К моему удивлению, она моментально настроилась на серьезный лад и, когда я спросил о ее планах, с готовностью начала рассказывать.
— Я никому не говорила, — грустно улыбнулась Кальвин, и взгляд ее мечтательных зеленых глаз стал немного более земным, — но хочу убраться отсюда. Сейчас я поняла, что мой уход в племя был просто бунтом против родителей. Я пряталась за свои религиозные убеждения, стараясь не думать о прозе жизни, и пыталась уверить себя, что нахожусь на более высоком уровне бытия. На самом же деле я просто трусила браться за что-нибудь всерьез.
— Кто беседовал с тобой в тюрьме? — недоверчиво посмотрев на нее, спросил я. — Надеюсь, не сержант Браун? Или на тебя неожиданно снизошло откровение?
— Наверное, что-то вроде этого. Духовное откровение наоборот. В общем, я собираюсь взять деньги и вернуться в колледж изучать искусство и философию, чтобы стать учителем, писателем или кем-то еще.
— Здорово, — испытывая огромное облегчение, одобрил я. Мне показалось, что это чувство отразилось и на моем лице.
— Спасибо за твою заботу обо мне, — поблагодарила Кальвин.
Легонько чмокнув ее в щеку, я пообещал увидеться с ней на суде. Потом дал ей сотню баксов и убрался из лагеря.
Только я выбрался из леса и поднялся на гребень холма, возвышающегося над лагерем, как обнаружил, что за мной кто-то крадется. Теперь я уже не боялся убийцы со шприцем, но любой бы на моем месте занервничал, если бы темной ночью, да еще в такой глуши, как эта, услышал позади себя шаги.
— Кто здесь? — хрипло крикнул я. — Выходи, мать твою так, а то пристрелю на месте, а копам скажу, что принял тебя за пуму.
— Эй, ты что! — воскликнул женский голос. — Что я тебе сделала?
Из темноты появилась фигурка. Когда она приблизилась, то оказалось, что это Заднее Сиденье.
— Не знаю почему, но у меня возникло странное ощущение, что именно ты крадешься за мной, — сказал я.
— А я не кралась, — промурлыкала она, — я тебя преследовала.
— Ну и что тебе от меня нужно? — прикидываясь невинным младенцем, спросил я.
— Если до тебя еще не дошло, то как я могу объяснить?
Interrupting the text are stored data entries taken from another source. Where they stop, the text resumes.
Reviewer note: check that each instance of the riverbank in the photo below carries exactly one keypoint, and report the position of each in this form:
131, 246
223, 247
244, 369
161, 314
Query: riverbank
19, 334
Она медленно двинулась ко мне и, остановившись в двух футах, замерла и устремила на меня глаза, словно зачарованная недоступной человеческому слуху музыкой кобра.
Сейчас я заметил, что Заднее Сиденье переоделась: на ней больше не сверкали драниной ветхие джинсы. Она надела красное платье, которое, должно быть, хранилось у нее в сумке, в лагере. Оно плотно обтягивало бедра и подчеркивало восхитительную выпуклость упругих грудей. Неожиданно из-под подола мелькнули розовые трусики с белым кружевом вокруг бедер — это Заднее Сиденье, закинув руки за голову, нарочито медленно повернулась вокруг.
— Я надела его специально для тебя, еще на вечеринке, — надула она губки. — А когда отправилась на поиски, ты уже смылся. И даже не поцеловал меня на прощанье.
— Я вспомнил твой поцелуй и испугался, что ты меня никогда не отпустишь, — честно признался я.
— Ну а теперь, — когда я тебя поймала, ты ведь не сбежишь?
— Мне неплохо бы поспать, — с сомнением в голосе отозвался я.
— А тебе не кажется, что спать под открытым небом куда приятней и полезней, чем в паршивом душном номере? — с притворной серьезностью спросила она. При этих словах ее платье соскользнуло на землю.